Karanganyar, Gatra.com- Situs Perjanjian Giyanti di Kelurahan Jantiharjo, Karanganyar, Jawa Tengah mendesak ditata. Cagar budaya tersebut tak boleh diselewengkan menjadi tempat pesugihan apalagi maksiat.
Hal itu ditegaskan Bupati Karanganyar Juliyatmono dalam acara napak tilas Perjanjian Giyanti ke-266, Sabtu (13/2). Acara tahunan itu dihadiri GKR Mangkubumi, putri sulung Raja Keraton Yogyakarta Sri Sultan HB X.
"Ojo diangker-angkerke. Ojo diwingit-wingitke. Dudu panggonan golek pesugihan (Jangan dibikin angker. Jangan dibikin seram. Ini bukan tempat mencari pesugihan). Ini adalah tempat berembuk pada zaman dulu saat menandai Perjanjian Giyanti," katanya.
Situs tersebut dikelilingi pagar tembok berwarna putih. Terdapat pintu masuk dengan tulisan di atasnya Perjanjian Giyanti 13.2.1755. Di dalamnya tumbuh beberapa pohon dengan batang menjulang tinggi dan akar membuncah dari tanah. Situs ini ditetapkan cagar budaya oleh pemerintah.

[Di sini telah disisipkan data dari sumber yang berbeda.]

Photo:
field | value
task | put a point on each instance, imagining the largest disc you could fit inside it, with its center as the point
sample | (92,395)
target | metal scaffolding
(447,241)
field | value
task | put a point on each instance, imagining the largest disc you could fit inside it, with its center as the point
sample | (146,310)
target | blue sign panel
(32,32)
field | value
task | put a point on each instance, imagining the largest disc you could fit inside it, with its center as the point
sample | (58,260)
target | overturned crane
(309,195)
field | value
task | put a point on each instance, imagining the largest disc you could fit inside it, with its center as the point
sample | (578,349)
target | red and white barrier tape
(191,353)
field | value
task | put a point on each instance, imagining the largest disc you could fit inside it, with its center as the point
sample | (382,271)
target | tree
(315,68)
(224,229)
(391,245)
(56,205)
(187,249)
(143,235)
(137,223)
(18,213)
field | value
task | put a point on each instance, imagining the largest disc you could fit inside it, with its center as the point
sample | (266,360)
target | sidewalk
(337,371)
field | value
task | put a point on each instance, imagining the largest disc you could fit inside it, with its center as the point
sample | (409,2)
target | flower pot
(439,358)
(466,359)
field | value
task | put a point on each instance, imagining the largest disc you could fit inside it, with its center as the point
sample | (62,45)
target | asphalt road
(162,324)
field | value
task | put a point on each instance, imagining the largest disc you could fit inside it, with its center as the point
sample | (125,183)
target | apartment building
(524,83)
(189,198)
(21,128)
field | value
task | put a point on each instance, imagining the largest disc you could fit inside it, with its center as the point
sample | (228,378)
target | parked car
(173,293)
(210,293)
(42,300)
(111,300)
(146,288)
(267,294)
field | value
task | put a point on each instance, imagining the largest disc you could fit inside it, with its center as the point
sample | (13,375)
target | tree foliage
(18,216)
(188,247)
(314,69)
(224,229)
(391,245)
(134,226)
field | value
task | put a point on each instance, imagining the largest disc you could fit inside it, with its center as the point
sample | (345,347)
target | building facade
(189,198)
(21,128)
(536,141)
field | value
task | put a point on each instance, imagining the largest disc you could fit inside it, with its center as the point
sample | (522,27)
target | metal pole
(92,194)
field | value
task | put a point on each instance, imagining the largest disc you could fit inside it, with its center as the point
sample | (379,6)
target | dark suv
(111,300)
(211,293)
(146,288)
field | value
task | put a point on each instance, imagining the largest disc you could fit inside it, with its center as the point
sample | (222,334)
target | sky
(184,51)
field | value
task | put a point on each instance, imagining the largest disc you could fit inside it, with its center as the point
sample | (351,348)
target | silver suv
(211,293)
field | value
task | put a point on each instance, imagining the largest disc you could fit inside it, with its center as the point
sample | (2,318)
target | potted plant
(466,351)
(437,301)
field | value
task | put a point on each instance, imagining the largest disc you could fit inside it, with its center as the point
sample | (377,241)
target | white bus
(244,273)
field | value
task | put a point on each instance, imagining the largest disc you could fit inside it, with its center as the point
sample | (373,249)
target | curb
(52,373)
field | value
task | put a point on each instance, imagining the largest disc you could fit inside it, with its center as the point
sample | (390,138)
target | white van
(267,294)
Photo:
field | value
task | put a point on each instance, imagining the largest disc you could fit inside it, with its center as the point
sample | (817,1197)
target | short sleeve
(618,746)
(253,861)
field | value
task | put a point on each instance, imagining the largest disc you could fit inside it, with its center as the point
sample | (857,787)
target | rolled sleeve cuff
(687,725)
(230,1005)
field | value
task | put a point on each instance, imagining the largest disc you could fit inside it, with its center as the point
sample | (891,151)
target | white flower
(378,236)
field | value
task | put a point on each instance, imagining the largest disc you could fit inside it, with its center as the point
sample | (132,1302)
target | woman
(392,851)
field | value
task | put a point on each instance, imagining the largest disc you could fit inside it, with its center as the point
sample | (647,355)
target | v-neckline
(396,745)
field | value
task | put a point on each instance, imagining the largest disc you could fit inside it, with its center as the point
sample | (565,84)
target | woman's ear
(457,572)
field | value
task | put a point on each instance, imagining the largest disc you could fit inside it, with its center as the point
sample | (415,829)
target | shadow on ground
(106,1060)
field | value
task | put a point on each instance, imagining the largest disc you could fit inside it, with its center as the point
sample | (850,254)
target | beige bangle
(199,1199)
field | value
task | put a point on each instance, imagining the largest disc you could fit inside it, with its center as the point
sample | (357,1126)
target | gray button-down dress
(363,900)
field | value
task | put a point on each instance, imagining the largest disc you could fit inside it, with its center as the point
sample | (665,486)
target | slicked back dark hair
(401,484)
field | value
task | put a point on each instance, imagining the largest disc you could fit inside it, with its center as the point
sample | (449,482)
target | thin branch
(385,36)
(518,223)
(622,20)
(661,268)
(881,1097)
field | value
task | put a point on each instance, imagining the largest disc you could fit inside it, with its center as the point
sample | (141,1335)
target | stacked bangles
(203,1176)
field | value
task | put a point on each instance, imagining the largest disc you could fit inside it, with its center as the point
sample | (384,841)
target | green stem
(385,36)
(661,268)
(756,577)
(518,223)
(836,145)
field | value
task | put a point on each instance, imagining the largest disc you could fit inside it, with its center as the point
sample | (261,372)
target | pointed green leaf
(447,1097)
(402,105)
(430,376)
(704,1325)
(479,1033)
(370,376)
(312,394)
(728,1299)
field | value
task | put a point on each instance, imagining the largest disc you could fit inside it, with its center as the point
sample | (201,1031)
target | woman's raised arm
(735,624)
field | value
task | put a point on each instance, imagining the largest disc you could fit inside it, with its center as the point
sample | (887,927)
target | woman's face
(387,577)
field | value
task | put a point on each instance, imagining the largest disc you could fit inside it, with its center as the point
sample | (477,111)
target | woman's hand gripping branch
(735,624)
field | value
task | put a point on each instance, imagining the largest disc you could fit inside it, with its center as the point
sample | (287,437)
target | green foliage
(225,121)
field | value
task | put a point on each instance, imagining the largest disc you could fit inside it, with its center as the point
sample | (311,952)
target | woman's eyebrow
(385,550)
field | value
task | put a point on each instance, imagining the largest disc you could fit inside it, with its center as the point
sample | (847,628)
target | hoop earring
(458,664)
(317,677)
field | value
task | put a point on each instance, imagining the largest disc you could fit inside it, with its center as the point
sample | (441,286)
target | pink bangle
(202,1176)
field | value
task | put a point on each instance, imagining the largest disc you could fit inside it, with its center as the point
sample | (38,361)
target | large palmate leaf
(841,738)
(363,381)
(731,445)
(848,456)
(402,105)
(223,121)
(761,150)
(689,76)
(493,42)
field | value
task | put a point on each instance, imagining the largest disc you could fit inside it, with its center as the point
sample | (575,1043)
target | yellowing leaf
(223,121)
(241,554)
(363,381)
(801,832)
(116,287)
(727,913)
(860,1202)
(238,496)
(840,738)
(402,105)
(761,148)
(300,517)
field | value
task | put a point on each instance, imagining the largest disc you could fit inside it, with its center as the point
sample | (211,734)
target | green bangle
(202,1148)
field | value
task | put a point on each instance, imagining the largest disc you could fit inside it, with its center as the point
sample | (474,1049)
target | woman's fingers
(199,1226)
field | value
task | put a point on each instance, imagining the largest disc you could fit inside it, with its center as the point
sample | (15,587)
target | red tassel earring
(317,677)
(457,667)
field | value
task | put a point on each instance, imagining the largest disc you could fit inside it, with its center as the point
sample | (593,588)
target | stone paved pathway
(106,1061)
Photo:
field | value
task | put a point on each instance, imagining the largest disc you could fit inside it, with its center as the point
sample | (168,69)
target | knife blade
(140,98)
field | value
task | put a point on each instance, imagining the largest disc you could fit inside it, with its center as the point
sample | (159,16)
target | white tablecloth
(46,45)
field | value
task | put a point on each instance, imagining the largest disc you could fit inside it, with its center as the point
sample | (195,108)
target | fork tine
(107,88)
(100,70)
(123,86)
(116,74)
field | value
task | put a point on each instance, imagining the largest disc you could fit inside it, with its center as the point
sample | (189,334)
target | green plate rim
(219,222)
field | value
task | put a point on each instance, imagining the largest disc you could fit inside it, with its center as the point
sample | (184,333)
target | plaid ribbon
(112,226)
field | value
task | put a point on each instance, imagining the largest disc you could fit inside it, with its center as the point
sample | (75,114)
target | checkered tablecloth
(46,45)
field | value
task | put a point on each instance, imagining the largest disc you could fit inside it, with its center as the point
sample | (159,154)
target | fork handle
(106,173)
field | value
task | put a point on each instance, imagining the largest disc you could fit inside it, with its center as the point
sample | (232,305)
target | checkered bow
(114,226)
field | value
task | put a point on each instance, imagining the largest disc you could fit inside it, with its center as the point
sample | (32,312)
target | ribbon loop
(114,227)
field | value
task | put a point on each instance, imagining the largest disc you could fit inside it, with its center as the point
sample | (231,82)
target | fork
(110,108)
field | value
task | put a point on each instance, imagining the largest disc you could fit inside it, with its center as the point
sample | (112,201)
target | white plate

Dikutip dari laman situs https://www.karanganyarkab.go.id/20111219/situs-purbakala-giyanti/ Perjanjian Giyanti adalah kesepakatan antara VOC, pihak Mataram (diwakili oleh Sunan Pakubuwana III), dan kelompok Pangeran Mangkubumi. Kelompok Pangeran Sambernyawa tidak ikut dalam perjanjian ini.
Perjanjian yang ditandatangani pada bulan 13 Februari 1755 ini secara de facto dan de jure menandai berakhirnya Kerajaan Mataram yang sepenuhnya independen. Nama Giyanti diambil dari lokasi penandatanganan perjanjian ini, yaitu di Desa Giyanti (ejaan Belanda, sekarang tempat itu berlokasi di Dukuh Kerten, Desa Jantiharjo), di tenggara Kabupaten Karanganyar, Jawa Tengah.
Berdasarkan perjanjian ini, wilayah Mataram dibagi dua yakni wilayah di sebelah timur Kali Opak (melintasi daerah Prambanan sekarang) dikuasai oleh pewaris tahta Mataram (yaitu Sunan Pakubuwana III) dan tetap berkedudukan di Surakarta, sementara wilayah di sebelah barat (daerah Mataram yang asli) diserahkan kepada Pangeran Mangkubumi sekaligus ia diangkat menjadi Sultan Hamengkubuwana I yang berkedudukan di Yogyakarta. Di dalamnya juga terdapat klausul, bahwa pihak VOC dapat menentukan siapa yang menguasai kedua wilayah itu jika diperlukan.
Lebih lanjut Juliyatmono mengatakan, ia menyepakati pembuatan destinasi wisata pendidikan di Situs Perjanjian Giyanti. Apalagi masyarakat setempat siap mendukungnya dengan kuliner khas Jantiharjo, yakni arum manis.
"Situs ini layak menjadi destinasi wisata edukasi. Bisa mendatangkan wisatawan mancanegara, terutama dari Belanda. Tentunya akan didesain sedemikian rupa dengan para stakeholder dari DIY," katanya.